Le fait qu’une entreprise taïwanaise soit la première à tourner le dos à Huawei n’a rien d’anodin. Taïwan, démocratie revendiquée par la Chine mais sous protection des Etats-Unis, est un point de contact historique de la rivalité entre les deux puissances. Depuis l’élection d’une présidente souverainiste, en 2016, Taïwan s’est nettement rapproché de son allié américain. Sa gestion exemplaire de l’épidémie comme sa campagne réussie visant à intégrer l’Organisation mondiale de la santé ont consolidé cette lune de miel et ulcéré Pékin.

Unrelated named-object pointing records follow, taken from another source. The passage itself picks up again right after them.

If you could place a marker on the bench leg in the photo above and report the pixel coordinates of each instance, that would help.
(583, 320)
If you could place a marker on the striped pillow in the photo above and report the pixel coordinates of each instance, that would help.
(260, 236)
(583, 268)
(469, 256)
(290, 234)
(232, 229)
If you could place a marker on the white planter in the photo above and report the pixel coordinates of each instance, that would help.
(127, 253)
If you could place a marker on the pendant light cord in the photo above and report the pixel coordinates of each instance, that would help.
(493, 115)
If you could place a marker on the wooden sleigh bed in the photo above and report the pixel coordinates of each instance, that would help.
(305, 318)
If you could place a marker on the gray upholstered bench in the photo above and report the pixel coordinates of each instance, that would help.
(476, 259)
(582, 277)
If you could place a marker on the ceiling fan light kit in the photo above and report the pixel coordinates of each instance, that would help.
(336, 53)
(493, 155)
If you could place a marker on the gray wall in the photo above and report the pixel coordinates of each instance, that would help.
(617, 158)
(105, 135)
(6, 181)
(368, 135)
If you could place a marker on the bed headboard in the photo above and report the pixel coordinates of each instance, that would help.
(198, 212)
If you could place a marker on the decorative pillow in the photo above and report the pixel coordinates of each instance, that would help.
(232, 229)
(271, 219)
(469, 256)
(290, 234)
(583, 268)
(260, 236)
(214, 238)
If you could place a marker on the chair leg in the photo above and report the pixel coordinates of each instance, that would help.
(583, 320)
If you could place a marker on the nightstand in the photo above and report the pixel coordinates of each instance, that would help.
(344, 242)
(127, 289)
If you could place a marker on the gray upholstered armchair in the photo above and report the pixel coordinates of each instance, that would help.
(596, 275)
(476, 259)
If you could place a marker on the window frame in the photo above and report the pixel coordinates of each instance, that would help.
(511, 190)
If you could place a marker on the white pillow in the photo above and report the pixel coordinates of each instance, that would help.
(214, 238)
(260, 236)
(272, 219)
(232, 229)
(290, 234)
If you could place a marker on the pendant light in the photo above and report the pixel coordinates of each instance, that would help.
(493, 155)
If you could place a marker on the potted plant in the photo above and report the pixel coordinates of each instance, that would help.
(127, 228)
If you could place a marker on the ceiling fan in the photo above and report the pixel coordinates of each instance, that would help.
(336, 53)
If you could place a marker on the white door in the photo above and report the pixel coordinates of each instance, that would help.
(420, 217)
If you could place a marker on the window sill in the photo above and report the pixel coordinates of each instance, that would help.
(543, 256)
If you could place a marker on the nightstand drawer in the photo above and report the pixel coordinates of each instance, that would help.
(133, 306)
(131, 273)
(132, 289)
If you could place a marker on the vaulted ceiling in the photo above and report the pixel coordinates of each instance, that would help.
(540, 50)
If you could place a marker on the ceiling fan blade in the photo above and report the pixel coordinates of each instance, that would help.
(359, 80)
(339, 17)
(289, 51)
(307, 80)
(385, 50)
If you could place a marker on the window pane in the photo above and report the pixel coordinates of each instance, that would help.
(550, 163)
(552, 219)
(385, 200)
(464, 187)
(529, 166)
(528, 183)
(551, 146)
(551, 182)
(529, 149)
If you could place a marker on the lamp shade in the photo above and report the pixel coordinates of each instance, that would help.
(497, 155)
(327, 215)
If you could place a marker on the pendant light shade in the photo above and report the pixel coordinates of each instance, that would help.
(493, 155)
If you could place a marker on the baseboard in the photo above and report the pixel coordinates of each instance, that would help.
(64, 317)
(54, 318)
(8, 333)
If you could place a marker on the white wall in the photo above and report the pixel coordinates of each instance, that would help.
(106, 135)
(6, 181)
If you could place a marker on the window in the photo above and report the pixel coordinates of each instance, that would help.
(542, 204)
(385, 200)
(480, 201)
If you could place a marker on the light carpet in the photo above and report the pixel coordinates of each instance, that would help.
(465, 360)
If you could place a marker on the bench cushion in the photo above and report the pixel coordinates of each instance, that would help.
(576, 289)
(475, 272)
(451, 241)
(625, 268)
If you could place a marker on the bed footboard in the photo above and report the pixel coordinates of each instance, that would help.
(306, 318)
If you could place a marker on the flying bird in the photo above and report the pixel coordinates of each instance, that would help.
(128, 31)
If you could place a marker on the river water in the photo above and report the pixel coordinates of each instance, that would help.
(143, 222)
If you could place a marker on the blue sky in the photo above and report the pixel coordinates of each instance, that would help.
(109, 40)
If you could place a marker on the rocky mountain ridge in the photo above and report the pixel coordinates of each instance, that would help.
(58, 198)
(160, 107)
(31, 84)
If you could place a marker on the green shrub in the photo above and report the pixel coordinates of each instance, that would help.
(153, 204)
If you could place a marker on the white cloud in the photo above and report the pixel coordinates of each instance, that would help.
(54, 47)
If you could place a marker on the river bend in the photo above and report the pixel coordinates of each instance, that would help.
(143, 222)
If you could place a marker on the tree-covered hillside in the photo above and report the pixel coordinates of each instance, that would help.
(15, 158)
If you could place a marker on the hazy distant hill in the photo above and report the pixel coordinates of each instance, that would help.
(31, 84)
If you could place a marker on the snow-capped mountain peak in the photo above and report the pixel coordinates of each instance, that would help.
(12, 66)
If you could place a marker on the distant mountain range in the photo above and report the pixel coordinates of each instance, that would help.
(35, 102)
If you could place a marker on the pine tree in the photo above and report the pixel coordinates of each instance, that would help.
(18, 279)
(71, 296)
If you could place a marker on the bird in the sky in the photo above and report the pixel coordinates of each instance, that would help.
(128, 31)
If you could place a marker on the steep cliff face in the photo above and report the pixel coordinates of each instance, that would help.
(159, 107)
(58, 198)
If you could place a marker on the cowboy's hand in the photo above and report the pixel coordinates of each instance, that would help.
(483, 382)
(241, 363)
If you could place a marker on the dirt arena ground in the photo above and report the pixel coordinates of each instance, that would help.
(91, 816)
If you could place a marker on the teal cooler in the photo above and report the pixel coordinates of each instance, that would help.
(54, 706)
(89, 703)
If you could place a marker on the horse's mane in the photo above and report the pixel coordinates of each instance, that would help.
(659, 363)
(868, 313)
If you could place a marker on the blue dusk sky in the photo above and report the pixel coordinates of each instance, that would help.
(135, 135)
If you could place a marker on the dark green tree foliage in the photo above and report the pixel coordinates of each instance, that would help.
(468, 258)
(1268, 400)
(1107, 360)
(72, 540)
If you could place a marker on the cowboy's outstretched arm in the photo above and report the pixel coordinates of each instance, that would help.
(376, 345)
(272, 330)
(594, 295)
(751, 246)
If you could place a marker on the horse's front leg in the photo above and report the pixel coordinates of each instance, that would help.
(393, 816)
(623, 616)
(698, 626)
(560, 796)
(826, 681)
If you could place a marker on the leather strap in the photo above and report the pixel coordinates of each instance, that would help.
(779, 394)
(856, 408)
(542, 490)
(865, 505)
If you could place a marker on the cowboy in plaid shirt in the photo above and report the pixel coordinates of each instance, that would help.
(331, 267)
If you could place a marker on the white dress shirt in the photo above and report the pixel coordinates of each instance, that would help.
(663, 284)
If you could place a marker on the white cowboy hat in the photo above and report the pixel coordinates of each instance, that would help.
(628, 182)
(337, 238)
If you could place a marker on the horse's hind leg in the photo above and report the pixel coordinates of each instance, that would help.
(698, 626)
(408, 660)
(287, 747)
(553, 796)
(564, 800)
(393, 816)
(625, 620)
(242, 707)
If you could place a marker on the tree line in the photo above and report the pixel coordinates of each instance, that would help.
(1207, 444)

Preuve de la solidité de l’axe Taipei-Washington, TSMC a annoncé, la veille du nouveau règlement américain, la construction d’une usine de pointe de semi-conducteurs aux Etats-Unis. « C’est un choix clair qui met le curseur de TSMC du côté américain », analyse Pascal Viaud, directeur général d’Ubik, une société spécialisée dans la coopération industrielle basée à Taïwan.
Effet contre-productif
Mais cette nouvelle étape vers un découplage de la production électronique n’est pas sans risques pour les Etats-Unis. Pékin a d’ores et déjà assuré qu’il riposterait en s’attaquant aux intérêts américains en Chine, augurant d’une escalade alarmante dans le conflit commercial. Surtout, il pourrait donner un coup d’accélérateur aux ambitions chinoises en matière de semi-conducteurs, avec à terme un effet contre-productif pour les fabricants taïwanais comme pour les équipementiers américains.
Le 18 mai, Pékin a ainsi injecté 2,25 milliards de dollars supplémentaires dans le fabricant national de semi-conducteurs, SMIC. « Avec la guerre commerciale, la Chine prend conscience de sa fragilité en matière d’approvisionnement en semi-conducteurs, donc elle investit intensément, analyse Angela Huang, analyste industrielle à l’Institut de conseil et de connaissance du marché de Taïpei. Au cours des prochaines années, l’avantage des entreprises taïwanaises va progressivement diminuer face au développement rapide de l’industrie chinoise des semi-conducteurs. »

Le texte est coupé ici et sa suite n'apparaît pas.